Hey @zwsjink. Yes, that will happen (regardless of the sampling strategy, by the pigeonhole principle). Also note that the training script samples datapoints with replacement.

I see. So when you are saying "with replacement" ,do you mean this

parser.add_argument(
        "--dataset-resampled",
        default=False,
        action="store_true",
        help="Whether to use sampling with replacement for webdataset shard selection."
    )

option, so that we not only shuffle between shards but also within shards to achieve more randomness?

Yes, every time a worker needs a new shard, they sample uniformly from the pool of all shards. The samples in a shard are used to fill a shuffle buffer, from which samples are drawn at random.

Yes, every time a worker needs a new shard, they sample uniformly from the pool of all shards.
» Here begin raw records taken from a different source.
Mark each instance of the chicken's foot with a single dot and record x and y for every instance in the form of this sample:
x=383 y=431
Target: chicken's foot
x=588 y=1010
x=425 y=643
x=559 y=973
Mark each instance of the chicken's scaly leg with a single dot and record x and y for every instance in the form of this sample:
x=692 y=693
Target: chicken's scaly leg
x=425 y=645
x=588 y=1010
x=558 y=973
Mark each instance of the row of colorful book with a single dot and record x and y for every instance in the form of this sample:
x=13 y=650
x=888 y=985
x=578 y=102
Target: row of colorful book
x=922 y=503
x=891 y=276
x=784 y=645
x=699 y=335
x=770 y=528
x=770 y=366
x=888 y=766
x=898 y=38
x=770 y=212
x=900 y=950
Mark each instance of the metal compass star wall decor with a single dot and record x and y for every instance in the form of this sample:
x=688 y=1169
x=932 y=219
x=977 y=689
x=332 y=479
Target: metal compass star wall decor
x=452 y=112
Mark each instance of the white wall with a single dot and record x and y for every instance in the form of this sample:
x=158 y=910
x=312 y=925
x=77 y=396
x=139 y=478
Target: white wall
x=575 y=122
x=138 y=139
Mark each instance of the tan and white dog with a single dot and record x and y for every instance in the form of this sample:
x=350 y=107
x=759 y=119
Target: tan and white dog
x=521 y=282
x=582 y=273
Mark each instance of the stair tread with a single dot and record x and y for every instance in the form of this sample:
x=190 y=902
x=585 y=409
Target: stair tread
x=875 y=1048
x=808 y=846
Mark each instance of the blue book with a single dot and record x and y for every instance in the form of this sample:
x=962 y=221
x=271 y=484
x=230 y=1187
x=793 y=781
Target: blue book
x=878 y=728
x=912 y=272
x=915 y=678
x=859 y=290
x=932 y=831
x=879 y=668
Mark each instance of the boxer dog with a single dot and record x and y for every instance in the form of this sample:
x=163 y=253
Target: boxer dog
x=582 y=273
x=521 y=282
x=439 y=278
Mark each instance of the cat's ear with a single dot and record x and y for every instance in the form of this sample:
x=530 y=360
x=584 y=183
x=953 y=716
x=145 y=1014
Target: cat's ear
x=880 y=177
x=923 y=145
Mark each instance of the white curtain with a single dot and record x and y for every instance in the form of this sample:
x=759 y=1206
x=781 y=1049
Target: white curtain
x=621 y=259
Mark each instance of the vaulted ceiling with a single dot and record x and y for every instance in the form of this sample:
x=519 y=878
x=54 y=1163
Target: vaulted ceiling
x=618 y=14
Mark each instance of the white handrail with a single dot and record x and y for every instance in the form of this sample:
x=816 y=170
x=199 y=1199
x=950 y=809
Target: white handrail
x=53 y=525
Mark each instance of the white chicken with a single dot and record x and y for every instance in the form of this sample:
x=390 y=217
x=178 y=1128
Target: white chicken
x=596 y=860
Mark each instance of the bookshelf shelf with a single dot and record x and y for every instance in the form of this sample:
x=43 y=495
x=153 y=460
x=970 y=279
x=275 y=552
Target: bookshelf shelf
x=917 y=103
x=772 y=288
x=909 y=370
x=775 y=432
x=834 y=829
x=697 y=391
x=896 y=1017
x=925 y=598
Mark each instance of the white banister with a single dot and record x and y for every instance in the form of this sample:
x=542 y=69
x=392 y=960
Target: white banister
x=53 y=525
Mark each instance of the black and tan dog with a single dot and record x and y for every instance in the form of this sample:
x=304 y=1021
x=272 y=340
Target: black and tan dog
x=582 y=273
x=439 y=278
The samples in a shard are used to fill a shuffle buffer, from which samples are drawn at random.

Thanks for the clarification. :D

Yes, every time a worker needs a new shard, they sample uniformly from the pool of all shards. The samples in a shard are used to fill a shuffle buffer, from which samples are drawn at random.

sorry to bother, but what is the difference between two checkpoints i get after training ? I see one named epoch_5.pt and another epoch_latest.pt , I do see the original config for number of training epochs is equal to 5, so I believe these two checkpoints are same? but the file size looks different

That's a bit of a quirk from open_clip, the checkpoints should be the same

Closing for now, feel free to re-open if you have other questions!